# Carbon soled shoes - Anything to worry about?



## psuambassador (Jun 9, 2005)

I got carbon soled tri shoes. I've never had carbon soled shoes and I read somewhere to becareful about stepping on objects b/c it might crack the carbon. Do I have anything to fear or are these things like tanks? Thanks.


----------



## vonteity (Feb 13, 2005)

psuambassador said:


> I got carbon soled tri shoes. I've never had carbon soled shoes and I read somewhere to becareful about stepping on objects b/c it might crack the carbon. Do I have anything to fear or are these things like tanks? Thanks.


I don't think you have anything to worry about unless you're well over 200 lbs. I weigh 135 and I ran 1/2 a mile to the wheel pit in my carbon-soled shimanos at a race recently. The shoes are fine, but I hurt my feet! With general walking you have nothing to worry about. The bottom of the shoes will get scratched up, but the integrity of the sole will be fine.


----------



## Argentius (Aug 26, 2004)

The thing that I've also heard can be a danger is cracking the soles with mounting metal cleats directly to them -- so warned a mechanic to me when I bought carbon-soled shoes (cheap "Cat 1 galibiers" from PB) before buying speedplays when I was still on SPDs.
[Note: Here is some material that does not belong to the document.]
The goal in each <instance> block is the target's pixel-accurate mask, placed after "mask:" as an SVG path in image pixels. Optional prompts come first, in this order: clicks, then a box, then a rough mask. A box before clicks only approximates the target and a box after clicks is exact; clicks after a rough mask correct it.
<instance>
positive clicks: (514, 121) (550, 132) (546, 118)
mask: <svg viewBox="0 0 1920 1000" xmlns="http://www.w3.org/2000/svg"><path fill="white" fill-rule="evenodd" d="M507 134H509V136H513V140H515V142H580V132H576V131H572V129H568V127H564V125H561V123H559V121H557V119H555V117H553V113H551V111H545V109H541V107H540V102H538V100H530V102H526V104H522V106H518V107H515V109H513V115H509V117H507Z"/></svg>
I walked over friggin' everything with them and the carbon has been scratched to hell, but no cracking or anything.


----------



## spookyload (Jan 30, 2004)

If you are going to use speedplays, you should get the thin metal shim to go between the cleat and sole. It prevents the pedal body from wearing into the carbon sole. They are less than $10 but will save a lot of wear and tear.


----------